Pas un haussement d’épaules, ni même un soupir. Elle se contentait de le regarder, son crayon à la main.

 

– Je vous croyais différente.

– En quoi suis je différente de celle que j’étais il y a cinq minutes encore ?

 

– Vous avez écrit quoi là ? Dans votre carnet rouge ? Instable, changeant ? Et pourquoi vous avez choisi le rouge ? Votre opinion est déjà faite, vous l’avez dit vous même, ces cinq minutes dans la salle d’attente ont suffi, non ? Vous avez vu quoi ? Ma lecture du ravissement de Lol V Stein me définit ? Le dossier des flics en dit déjà trop ! Vous attendez quoi de moi exactement ? Que je tombe dans le piège et que j’avoue tout ? Mais je suis un homme dangereux, Maxime ! C’est ça qui vous excite, ça vous sort des crises de la cinquantaine, des ados mal dans leurs pompes et des hommes qui sautent leurs secrétaires parce qu’ils sont amoureux de leur mère ! Je suis exotique, moi ! Insaisissable et plutôt pas mal, non ? Allez, jugez, sauvez moi ! Trouvez cet autre que j’héberge !

 

Sa tirade l’avait sorti de son fauteuil, il était planté à quelques centimètres d’elle.

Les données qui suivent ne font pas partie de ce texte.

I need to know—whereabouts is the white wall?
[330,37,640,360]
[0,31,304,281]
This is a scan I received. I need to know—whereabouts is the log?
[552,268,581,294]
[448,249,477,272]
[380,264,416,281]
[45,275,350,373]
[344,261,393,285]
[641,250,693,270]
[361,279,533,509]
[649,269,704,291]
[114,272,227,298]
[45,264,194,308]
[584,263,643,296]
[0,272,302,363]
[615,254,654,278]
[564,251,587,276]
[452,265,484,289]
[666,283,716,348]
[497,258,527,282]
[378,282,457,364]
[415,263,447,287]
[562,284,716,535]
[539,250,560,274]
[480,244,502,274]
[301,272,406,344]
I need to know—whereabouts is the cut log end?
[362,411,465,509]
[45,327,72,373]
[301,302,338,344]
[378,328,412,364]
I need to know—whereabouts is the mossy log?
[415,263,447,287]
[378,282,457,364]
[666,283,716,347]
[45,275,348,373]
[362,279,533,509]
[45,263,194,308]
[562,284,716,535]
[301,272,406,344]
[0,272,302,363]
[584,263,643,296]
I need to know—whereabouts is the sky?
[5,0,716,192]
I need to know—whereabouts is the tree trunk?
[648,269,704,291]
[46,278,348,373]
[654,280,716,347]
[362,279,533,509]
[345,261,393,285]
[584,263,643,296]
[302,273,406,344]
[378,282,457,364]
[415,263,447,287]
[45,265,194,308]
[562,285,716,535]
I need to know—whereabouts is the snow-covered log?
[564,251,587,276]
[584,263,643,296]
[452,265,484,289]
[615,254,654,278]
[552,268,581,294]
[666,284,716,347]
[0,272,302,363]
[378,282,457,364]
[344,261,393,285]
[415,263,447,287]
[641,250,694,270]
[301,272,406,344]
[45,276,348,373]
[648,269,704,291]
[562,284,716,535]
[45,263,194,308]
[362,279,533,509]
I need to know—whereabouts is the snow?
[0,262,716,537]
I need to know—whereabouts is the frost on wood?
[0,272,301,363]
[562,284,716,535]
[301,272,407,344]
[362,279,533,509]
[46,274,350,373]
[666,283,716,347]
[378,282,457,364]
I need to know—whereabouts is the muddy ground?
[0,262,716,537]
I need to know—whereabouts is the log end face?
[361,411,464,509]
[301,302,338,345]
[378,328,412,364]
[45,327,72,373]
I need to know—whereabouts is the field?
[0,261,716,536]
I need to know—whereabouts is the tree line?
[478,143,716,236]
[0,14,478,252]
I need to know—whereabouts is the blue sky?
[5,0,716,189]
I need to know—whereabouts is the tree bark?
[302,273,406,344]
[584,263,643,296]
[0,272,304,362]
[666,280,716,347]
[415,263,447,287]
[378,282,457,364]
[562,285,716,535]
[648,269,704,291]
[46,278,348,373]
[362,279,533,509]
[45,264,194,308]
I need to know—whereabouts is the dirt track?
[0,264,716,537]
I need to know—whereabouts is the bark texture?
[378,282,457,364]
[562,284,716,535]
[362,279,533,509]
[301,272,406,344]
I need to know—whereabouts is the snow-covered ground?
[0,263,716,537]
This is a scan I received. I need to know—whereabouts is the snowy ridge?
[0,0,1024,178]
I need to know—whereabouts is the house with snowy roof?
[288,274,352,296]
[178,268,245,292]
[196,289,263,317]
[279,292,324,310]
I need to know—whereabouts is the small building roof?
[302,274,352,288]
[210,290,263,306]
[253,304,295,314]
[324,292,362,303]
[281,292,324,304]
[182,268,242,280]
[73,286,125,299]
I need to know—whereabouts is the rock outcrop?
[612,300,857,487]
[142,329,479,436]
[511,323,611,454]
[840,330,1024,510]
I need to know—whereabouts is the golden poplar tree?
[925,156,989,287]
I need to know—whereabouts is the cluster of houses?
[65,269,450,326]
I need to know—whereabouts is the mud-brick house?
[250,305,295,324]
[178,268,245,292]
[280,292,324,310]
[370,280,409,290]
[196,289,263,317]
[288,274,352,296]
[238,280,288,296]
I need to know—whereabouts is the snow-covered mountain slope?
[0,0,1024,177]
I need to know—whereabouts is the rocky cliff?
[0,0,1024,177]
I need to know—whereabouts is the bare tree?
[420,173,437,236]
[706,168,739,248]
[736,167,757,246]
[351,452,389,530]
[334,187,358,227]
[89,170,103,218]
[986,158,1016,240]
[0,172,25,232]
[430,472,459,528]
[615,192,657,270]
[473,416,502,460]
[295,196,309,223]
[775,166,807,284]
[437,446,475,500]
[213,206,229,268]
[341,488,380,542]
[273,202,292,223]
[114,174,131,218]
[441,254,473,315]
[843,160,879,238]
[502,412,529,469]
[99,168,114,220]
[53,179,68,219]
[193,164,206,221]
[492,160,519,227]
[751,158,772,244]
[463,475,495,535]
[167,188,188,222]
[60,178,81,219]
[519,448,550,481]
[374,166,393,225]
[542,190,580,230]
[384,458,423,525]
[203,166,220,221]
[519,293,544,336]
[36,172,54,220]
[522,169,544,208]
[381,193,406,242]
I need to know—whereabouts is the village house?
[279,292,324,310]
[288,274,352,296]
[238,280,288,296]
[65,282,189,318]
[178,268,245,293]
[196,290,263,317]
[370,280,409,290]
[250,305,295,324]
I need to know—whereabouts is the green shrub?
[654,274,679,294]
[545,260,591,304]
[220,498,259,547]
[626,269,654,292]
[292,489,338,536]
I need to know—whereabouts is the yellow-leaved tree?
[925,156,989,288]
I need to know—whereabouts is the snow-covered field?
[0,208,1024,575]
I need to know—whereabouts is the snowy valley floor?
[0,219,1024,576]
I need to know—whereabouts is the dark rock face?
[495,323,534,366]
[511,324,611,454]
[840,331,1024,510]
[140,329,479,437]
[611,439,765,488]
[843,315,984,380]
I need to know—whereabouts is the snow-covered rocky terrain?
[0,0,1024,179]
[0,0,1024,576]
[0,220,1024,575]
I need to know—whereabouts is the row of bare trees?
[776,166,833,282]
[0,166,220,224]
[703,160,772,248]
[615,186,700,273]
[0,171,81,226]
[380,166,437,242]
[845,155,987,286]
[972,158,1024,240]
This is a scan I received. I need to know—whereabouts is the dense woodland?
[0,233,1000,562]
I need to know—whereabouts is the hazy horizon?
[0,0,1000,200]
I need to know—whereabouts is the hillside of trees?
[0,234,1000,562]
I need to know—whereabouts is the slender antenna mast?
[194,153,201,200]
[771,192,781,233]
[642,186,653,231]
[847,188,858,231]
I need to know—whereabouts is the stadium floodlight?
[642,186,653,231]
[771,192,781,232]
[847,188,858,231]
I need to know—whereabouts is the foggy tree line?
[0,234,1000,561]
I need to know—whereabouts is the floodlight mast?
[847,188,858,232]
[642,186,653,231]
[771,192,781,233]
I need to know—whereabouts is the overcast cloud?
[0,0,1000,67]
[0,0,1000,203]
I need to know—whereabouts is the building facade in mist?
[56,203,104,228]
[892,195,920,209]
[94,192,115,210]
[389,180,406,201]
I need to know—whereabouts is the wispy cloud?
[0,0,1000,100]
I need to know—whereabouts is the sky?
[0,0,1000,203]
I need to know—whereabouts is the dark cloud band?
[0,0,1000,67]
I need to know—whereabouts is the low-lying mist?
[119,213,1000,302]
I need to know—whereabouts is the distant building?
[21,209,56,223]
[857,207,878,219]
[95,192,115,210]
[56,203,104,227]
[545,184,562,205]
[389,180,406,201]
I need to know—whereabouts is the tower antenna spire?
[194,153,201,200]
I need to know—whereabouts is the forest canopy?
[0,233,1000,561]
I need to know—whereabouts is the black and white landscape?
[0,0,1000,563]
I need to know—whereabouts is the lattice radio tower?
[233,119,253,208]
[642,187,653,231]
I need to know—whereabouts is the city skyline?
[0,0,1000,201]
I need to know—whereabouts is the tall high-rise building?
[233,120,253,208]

Leurs jambes se frôlaient, il voulait la toucher quoi qu’il advienne, l’approcher, la ressentir. Il deviendrait sa proie si là était la seule solution.

 

Elle ne cillait pas, le scrutant de ce regard perçant.

 

Il se rassit.

 

Il ne briserait plus le silence. S’il le fallait, ils resteraient là pendant les deux heures qu’il occupait dans son agenda.

 

Elle ferma son carnet, baissa les yeux, prit une profonde respiration, se cala dans son fauteuil et d’un ton qui n’autorisait aucune contradiction affirma : « C’est bon, maintenant on peut commencer. »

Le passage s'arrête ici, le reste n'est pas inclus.